Это было последнее, что он подумал.
VI. Нечистые
– Петр Алексеич!
– М-да?
– Петр Алексеич… По-моему, что-то нужно с ней делать.
– С кем? – равнодушно поинтересовался директор.
– Да с этой… – нянечка Клавдия Михайловна неопределенно-раздраженным жестом указала на ординаторскую. – Совсем житья от нее нету. Лезет во все, работать мешает.
– Ну, можно уволить, – равнодушно согласился директор.
– Уволить? – Клавдия Михайловна аж взвизгнула. – Просто уволить? Чтобы она и дальше кляузы свои писала? Чтобы сюда каждый божий день комиссии какие-нибудь таскались?
– Ну а вы что предлагаете?
– Я предлагаю, – Клавдия Михайловна прищурилась, и обычно добродушное ее лицо стало вдруг каким-то остреньким и недобрым. – Петр Алексеич… Надо бы ее извести.
– Что?!
– Извести, – тихо и настойчиво повторила нянечка.
– Я вас что-то не совсем понимаю…
– Да чего ты не понимаешь?! Что ж это такое-то, а? – возмутилась нянечка и пристально посмотрела в директорские глаза. – Тот? Эй, где ты? Иди сюда. Ну, посмотри на меня. Тот? Тот! Да посмотри же!
– Я здесь, – произнес директор. – Извини, просто задумался. Да, ты права. Действительно стоит извести.
– Ну вот и славненько, – подытожила нянечка. – Займемся.
VII. Нечистые
– …шестая, седьмая, ох… восьмая… – Костяная брела вдоль ряда совершенно одинаковых изб, одышливо бормоча себе под нос их номера, – десятая, одиннадцатая, ох… двенадцатая, вот она, слава те господи…
Она поднялась на крыльцо, коротко постучала в деревянную дверь длинным когтем и, не дожидаясь ответа, шагнула внутрь.
Стоял относительно ясный, для леса почти идеальный день – без солнца, конечно, но и без густого тумана, однако ставни на всех окнах были плотно закрыты, а изба освещалась многочисленными продолговатыми лампами. Они тянулись вдоль стен, едва слышно, но очень назойливо жужжали, и свет от них исходил мучнисто-белый, скучный, рассыпчатый. И какой-то безапелляционный: лампы располагались таким образом, что теней в помещении не было в принципе.
– Добрый день, девица, – вежливо сказала Костяная.
Та, к кому она обращалась, сидела на полу избы спиной к двери и медленно раскачивалась из стороны в сторону. Она была одета в белую ночную рубашку. Волосы на затылке были сильно растрепаны – как будто она только что встала с постели или, наоборот, уже пару ночей не спала.

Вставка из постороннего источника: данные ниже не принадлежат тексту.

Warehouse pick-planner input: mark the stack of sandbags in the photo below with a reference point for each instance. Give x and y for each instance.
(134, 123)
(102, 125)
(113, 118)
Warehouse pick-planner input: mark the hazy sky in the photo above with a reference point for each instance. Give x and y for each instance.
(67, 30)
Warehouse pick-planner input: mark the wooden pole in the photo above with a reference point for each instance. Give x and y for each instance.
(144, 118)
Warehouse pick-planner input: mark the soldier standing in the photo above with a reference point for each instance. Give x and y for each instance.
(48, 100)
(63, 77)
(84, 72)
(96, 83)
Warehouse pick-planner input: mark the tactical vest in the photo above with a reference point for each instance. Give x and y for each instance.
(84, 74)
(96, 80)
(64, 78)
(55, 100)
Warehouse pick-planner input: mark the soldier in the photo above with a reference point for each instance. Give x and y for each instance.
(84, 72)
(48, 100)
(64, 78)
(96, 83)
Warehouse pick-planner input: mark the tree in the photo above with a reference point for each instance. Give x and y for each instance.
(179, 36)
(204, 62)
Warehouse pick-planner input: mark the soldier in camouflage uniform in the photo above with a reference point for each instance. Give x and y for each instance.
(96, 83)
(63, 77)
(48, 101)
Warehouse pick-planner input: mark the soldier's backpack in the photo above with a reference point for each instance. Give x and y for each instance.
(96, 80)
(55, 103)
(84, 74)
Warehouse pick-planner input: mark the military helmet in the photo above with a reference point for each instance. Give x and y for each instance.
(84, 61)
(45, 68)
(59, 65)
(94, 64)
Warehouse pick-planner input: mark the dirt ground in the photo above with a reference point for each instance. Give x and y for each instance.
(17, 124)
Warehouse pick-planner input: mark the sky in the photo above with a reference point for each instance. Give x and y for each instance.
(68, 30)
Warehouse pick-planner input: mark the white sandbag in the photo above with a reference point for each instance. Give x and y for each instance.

– Добрый день, – Костяная повысила голос.
– Недобрый полдень, – вяло бормотнула девушка в ночной рубашке, продолжая раскачиваться. – Недобрый полдень. Свободный полдень. Веселый полдень. Щекотный полдень…
– Пожалуйста, перестань, – вежливо прервала ее Костяная. – Я пришла попросить тебя об одолжении, Полуденная.
Хозяйка избы, наконец, обернулась. У нее было резкое, напряженное лицо, странно контрастировавшее с совершенно отсутствующим взглядом, с растерянным спокойным блаженством, мутно блестевшим в глазах.